Camden power station working again


Camden adds 1 520MW to the national
power grid.

President Jacob Zuma opened the station.

Eskom has created more than 2 000
jobs at the station.

Brian Dames is Eskom’s new CEO.
(Images: Bongani Nkosi)

Eskom Media Desk
+27 11 800-3343

Bongani Nkosi

Power generating capacity has been returned to the Camden power station in Ermelo, Mpumalanga province.

National power utility Eskom officially reopened the plant on 21 October, after it had been decommissioned in 1988.

The coal-fired Camden was initially commissioned in 1967 and adds 1 520MW power to the national grid, Eskom said. Its eight units each generate about 200MW each and are fully operational.

Camden is the first of three previously mothballed power stations in Mpumalanga to be recommissioned by Eskom. The utility decided to revive the Camden, Komati and Grootvlei coal-fired stations as part of their efforts to increase electricity supply in the country. The three went offline in the late 1980s and early 1990s as the utility had an excess of supply.

Komati and Grootvlei are expected to return to full capacity in the next two years. “Returning these old power stations to service is an important mitigation measure in our energy security efforts,” said President Jacob Zuma, who was one of the speakers at Camden’s launch.

Funds for the three projects, totalling R27-billion (US$3.9-billion), have been secured. Eskom invested R5.86-billion ($848-million) into the recommissioning of Camden, which, it says, is the first power station in the world to be revived after a long period of inactivity.

It’s the “largest return to service project in the world” and has been successfully reconstructed to add critical power capacity onto the national grid at a fraction of the cost of building a new facility, says the utility.

“It was not an easy task reopening the station considering the tight deadline, but [Eskom] delivered,” said Barbara Hogan, Minister of Public Enterprises.

The station receives coal from surrounding collieries, including Sudor Coal, Thutsi, Blesbok, Imbabala, Koornfontein, Mashala, Umcebo-Middlekraal, Umcebo-Klippan, Nu Coal, and Just Coal & Mooiplaats-Woestaleen.

The utility opted to ferry most of the coal to Camden by rail in a bid to reduce the number of coal trucks on the country’s roads, with a corresponding reduction in the cost associated with repairs of road damage caused by trucks. Currently, about half the coal requirement is transported by rail.

Eskom is confident that Camden is environment friendly, saying that it has been fitted with fabric filter plants on all eight units.  “These plants remove almost all the dust particles in the emitted exhaust gases”.

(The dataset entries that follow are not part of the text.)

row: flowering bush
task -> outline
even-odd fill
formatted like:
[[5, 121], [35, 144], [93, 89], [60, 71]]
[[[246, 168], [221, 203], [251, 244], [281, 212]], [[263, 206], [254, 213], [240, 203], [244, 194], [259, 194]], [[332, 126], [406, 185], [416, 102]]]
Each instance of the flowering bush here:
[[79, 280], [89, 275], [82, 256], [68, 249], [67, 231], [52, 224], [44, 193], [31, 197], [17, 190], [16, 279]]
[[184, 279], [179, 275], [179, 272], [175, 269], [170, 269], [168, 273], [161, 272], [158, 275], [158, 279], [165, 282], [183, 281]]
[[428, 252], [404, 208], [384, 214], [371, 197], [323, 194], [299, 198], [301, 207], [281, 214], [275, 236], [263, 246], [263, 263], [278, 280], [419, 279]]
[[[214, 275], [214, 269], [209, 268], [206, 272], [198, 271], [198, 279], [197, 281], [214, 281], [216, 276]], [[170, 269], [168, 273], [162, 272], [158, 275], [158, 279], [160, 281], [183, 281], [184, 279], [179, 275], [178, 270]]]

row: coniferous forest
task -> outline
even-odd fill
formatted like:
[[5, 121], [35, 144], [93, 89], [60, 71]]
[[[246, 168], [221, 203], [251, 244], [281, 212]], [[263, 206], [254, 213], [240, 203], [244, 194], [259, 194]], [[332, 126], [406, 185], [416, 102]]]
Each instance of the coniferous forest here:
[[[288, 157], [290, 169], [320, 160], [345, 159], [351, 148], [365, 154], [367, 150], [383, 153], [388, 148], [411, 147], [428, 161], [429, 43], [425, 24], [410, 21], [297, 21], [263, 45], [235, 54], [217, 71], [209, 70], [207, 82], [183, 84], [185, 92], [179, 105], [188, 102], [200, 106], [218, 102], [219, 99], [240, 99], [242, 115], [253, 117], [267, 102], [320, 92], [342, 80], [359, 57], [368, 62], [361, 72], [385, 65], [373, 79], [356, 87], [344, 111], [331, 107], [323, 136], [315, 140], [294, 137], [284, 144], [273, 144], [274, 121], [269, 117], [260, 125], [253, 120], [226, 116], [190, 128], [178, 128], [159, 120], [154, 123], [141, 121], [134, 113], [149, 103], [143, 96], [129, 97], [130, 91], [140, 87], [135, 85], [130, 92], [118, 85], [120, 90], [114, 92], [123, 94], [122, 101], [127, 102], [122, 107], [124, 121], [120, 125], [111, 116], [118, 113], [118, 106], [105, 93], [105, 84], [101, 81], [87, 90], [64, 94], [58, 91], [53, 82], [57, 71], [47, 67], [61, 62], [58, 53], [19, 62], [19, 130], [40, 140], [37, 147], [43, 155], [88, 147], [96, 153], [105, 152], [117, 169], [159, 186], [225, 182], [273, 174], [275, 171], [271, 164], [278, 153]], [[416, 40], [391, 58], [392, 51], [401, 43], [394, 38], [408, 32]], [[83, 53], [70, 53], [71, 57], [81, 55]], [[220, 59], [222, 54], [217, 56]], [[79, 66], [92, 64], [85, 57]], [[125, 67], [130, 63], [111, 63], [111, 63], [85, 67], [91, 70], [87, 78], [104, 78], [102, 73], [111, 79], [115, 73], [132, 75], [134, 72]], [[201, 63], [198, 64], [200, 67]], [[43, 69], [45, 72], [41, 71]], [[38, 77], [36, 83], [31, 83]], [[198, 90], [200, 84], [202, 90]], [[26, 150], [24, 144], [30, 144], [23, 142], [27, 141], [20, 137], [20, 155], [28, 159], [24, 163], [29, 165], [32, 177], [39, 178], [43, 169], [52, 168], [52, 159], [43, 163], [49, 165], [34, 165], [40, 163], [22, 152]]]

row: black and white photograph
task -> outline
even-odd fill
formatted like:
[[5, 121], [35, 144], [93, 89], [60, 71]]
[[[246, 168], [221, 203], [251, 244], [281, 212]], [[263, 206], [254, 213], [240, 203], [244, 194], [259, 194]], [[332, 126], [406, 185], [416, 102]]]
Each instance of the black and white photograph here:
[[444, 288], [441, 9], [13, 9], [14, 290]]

Eskom’s build programme steaming ahead

Eskom is under pressure to increase capacity of the national power grid to avoid an electricity supply shortage in the next years. “We need to double supply over the next 20 years,” said Eskom’s newly appointed CEO Brian Dames.

The utility has admitted that it will not deliver the estimated 52 248MW that South Africa will need by 2030. It will import power from neighbouring countries, and has also invited independent power producers (IPPs) to play a significant role in generating power.

“Eskom clearly cannot provide all of the power that South Africa needs,” said Dames. “We welcome and encourage the entry of IPPs into the electricity generation market.”

The parastatal failed to generate enough power to match the country’s economic growth of recent decades, which resulted in greater demand, Dames noted.

It’s now out to reverse the investment limits on infrastructure through its build programme adopted in 2005, and has set a budget of R385-billion ($55.6-billion) up to 2013 for expansion projects. “Our build programme is critical to ensure that we have the necessary infrastructure,” Zuma said.

“The World Bank loan of US$3.75-billion (about R29-million) to South Africa in May this year has provided the government with a platform to proceed with the implementation of the build programme,” the president added.

Eskom’s current power stations and power lines projects, including Komati and Grootvlei, will add about 13 000MW of power capacity to the national grid. The coal-fired 4 764MW Medupe and 4 800MW Kusile and the hydro-energy 1 322MW Ingula power stations are Eskom’s biggest projects currently under construction.

The public utility is also upgrading the yield of Arnot power station, situated in eMalahleni,  Mpumalanga, from 2 100MW to 2 400MW.

Both Grootvlei and Komati are partially operational. Four of the six units at Grootvlei Power Station have come online, Eskom said, while the remaining two units should return to service in the next few months.

Three of the nine units at the Komati power station are running well, according to the utility, while the remaining six units will return to service within the next two years.

About 4 453.5MW power capacity has been added to the national grid since the introduction of the build programme.

Eskom plans to grow its capacity to 80 000MW by 2026. “We have some of the world’s largest expansion projects,” said Dames.

The group said it will reduce the dominance of coal-fired power stations through more reliance on nuclear and renewable energy sources, including wind and solar power. It has planned solar and wind plants for construction in the Northern Cape, Eastern Cape and Western Cape provinces.